J’ai parlé pour la première fois en novembre 2007. J’ai réalisé le mal que tu m’avais fait lors d’une visite du C.A.L.A.C.S. (Centre d’Aide et de Lutte contre les Agressions à Caractère Sexuel). Je l’ai annoncé à ma mère. Je lui ai pleuré dans les bras pendant des heures. Je ne l’ai pas dit à mon père, je ne savais que trop bien qu’il serait parti à Québec en furie, et le mot est faible. Ma mère s’en est chargée et l’a retenu. Tu m’as fait pleurer. Tu as fait pleurer mes tantes, mes cousines, ma sœur. Tu t’en souviens, de ma sœur? Mon père t’aurais tué, mon frère te détestait. Ils t’ont tous fait confiance et tu en as profité. Ma famille entière m’appuyait. Et pourtant…

En février, j’hésitais toujours à porter plainte à la police. Mes parents nous ont offert des vacances. J’ai porté plainte la veille des vacances. J’ai passé une semaine de rêve, loin de ma tête. À mon retour, j’ai reçu un appel de l’enquêteur qui me disait que le procureur de la couronne avait rejeté ma requête et que l’entrevue que tu devais avoir avec lui était, du même coup, annulée.
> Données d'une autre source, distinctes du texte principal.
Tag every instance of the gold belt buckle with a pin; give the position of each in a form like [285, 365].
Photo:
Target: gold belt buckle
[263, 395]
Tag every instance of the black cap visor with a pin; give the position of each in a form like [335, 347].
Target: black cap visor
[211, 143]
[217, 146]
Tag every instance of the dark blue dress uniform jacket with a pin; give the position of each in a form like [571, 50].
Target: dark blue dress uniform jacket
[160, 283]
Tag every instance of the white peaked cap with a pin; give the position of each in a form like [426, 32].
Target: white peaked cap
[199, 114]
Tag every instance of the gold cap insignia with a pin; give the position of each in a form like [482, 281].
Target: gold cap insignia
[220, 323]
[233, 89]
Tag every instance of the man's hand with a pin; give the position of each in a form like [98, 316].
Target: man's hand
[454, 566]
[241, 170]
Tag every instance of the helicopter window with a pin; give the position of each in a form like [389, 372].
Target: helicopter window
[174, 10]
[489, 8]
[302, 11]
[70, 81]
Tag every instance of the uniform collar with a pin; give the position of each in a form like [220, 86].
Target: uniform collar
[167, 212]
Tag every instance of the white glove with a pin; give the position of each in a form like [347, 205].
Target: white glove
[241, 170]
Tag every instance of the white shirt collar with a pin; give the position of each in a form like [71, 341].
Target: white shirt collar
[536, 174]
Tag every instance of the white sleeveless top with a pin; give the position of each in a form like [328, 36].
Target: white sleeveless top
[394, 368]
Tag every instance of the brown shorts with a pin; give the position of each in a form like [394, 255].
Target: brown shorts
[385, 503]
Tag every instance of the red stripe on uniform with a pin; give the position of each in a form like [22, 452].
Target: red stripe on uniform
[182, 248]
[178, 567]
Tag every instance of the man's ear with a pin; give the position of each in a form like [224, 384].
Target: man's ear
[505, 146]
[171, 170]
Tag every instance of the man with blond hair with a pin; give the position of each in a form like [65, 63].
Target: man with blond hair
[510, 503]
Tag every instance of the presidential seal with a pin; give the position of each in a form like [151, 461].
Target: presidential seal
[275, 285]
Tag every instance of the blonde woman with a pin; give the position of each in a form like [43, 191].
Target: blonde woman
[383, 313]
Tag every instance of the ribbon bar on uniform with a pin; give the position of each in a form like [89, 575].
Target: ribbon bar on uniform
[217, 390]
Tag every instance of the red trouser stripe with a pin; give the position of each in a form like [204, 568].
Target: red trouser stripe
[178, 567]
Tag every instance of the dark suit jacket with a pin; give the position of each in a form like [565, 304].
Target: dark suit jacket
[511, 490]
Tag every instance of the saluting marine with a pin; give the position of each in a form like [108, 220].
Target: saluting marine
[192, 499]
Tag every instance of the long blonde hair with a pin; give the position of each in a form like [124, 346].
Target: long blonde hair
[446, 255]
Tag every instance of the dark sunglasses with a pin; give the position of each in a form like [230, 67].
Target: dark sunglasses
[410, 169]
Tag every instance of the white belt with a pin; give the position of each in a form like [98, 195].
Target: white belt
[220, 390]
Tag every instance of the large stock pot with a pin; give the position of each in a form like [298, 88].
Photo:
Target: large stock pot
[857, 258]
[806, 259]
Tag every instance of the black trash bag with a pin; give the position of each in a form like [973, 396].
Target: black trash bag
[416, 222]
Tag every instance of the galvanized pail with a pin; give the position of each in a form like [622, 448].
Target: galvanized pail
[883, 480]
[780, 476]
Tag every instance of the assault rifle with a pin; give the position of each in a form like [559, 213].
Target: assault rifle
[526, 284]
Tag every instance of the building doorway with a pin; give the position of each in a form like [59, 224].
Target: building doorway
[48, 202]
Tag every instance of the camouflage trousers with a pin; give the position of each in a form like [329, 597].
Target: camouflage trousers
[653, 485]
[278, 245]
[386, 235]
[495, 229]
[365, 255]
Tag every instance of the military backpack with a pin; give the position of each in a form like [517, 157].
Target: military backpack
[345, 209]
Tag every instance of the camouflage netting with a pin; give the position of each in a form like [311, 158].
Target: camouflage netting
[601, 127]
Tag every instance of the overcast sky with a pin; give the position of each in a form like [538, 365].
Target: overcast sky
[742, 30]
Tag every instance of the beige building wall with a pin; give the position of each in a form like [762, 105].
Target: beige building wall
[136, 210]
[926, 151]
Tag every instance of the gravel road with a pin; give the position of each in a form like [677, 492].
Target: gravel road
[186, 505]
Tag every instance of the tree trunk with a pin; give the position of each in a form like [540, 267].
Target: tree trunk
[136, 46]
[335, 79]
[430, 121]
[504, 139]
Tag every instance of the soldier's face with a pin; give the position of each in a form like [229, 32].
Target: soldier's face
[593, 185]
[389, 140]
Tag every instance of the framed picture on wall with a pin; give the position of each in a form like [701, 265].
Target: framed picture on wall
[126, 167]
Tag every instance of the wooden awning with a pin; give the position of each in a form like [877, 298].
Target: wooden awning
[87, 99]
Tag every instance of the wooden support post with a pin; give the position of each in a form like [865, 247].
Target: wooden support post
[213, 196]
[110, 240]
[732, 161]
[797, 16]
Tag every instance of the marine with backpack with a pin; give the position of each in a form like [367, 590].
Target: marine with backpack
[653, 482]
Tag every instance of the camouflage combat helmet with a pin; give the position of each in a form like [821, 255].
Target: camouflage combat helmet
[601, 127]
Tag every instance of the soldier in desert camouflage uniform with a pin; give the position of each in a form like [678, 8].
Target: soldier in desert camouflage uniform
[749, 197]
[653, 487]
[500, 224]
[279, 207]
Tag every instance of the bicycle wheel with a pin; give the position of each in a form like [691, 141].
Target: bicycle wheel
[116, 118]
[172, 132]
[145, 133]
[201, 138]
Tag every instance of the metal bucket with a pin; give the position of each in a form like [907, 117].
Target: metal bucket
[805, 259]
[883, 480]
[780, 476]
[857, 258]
Tu as eu peur, n’est-ce pas?

Mon anxiété, je la sens dans ma tête à chaque minute. Je doute à chaque seconde. À l’école, j’ai un taux d’absentéisme assez impressionnant. Mais tu sais ce qui me rend fière? Je me sais intelligente. Malgré tout. J’ai toujours gardé une moyenne scolaire aux alentours de 85%, 98% en anglais, 92% en français, 90% en histoire de l’art. J’ai lu Freud, Socrate, Camus et Proust. J’ai étudié Le Bernin, Michel-Ange, Duchamp et Magritte. Mes professeurs me disent que j’ai du potentiel. Ils aiment mes dissertations, eux aussi. Je vais étudier à l’université en communication, branche publicité et relations publiques.
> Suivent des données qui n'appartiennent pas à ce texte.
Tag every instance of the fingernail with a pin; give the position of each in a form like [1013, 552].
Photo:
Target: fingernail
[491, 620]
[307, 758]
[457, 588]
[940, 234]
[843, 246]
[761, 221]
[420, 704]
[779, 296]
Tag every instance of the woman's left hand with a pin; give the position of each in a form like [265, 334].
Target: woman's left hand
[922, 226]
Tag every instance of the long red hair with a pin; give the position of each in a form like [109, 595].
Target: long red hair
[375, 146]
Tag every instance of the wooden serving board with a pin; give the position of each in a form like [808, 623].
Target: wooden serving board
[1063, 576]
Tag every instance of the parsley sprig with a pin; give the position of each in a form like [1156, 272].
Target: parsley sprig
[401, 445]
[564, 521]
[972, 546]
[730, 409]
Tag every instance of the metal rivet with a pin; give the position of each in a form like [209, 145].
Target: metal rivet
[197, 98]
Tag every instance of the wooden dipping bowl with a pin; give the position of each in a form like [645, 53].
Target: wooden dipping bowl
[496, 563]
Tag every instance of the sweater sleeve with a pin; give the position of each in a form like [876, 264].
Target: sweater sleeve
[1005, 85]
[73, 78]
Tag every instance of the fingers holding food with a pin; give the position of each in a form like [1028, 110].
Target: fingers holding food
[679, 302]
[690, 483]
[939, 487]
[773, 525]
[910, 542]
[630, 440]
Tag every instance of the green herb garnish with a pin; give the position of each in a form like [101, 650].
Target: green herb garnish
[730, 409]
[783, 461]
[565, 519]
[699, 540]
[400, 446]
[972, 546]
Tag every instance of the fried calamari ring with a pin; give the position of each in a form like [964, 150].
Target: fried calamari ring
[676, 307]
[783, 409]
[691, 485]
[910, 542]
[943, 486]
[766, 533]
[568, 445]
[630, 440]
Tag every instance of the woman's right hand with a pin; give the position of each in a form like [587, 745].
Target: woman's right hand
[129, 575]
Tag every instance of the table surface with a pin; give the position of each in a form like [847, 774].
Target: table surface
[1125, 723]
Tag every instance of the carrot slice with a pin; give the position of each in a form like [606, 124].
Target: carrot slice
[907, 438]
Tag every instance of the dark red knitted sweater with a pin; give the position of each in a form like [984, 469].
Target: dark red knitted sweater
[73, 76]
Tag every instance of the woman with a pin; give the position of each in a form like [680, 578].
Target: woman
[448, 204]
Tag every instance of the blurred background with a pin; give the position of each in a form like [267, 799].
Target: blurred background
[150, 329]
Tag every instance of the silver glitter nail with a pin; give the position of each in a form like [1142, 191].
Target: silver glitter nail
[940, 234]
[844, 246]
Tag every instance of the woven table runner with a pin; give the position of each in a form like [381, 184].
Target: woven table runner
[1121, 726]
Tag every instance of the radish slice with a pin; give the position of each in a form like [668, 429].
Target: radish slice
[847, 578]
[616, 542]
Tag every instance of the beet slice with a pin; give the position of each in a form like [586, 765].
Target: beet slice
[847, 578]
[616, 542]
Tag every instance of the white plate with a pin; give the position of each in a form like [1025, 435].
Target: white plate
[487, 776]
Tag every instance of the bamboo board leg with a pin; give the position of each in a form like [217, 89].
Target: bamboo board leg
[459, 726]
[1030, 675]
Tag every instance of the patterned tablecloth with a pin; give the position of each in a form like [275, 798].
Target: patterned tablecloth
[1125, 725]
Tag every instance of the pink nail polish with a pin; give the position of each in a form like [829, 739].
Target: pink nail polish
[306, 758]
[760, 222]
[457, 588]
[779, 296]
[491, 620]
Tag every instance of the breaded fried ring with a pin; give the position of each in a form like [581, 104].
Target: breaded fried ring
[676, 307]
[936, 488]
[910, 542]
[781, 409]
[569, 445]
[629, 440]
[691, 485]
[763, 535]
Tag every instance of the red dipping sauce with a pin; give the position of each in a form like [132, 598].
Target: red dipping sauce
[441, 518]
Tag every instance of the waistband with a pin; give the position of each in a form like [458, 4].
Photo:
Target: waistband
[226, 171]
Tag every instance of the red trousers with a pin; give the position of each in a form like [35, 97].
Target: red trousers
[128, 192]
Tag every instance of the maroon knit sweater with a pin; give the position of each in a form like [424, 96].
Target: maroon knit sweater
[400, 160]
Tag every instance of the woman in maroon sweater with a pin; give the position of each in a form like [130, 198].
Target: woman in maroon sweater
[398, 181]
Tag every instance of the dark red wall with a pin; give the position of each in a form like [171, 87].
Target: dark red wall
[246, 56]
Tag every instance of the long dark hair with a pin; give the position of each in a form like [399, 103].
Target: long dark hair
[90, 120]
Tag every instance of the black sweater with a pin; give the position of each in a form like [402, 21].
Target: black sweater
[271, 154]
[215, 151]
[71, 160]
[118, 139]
J’apprends tranquillement à vivre avec une nouvelle moi, qui vit chaque jour comme s’il s’agissait du dernier. J’ai appris à ne plus me censurer, à exprimer qui je suis et ce que je ressens, soit par l’art, l’écriture, le théâtre, et maintenant la parole…

Et moi qui n’a jamais été capable d’approcher un garçon, voilà maintenant que j’essaie de mon mieux de lui accorder toute la confiance qu’aucun homme n’a eu de moi. J’ai des passions et des buts. Je n’ai pas oublié.

Et chaque fois que j’entends parler d’un pédophile, je tends l’oreille. Quand j’entendrai parler de toi, je jure que je serai la première au front. Je sais qu’il y en a eu d’autres, j’attends. Et si elles n’arrivent jamais, ce n’est pas grave. Parce que toi, tu sais. Toi, tu vivras chaque jour dans la peur que l’une d’elles se manifeste, encore. Tu auras peur de perdre ton équilibre, de te faire sortir de force de cette jeune retraite. Je ne t’aurais pas souhaité la prison ou la mort. Ta tête est capable elle-même, de te faire justice.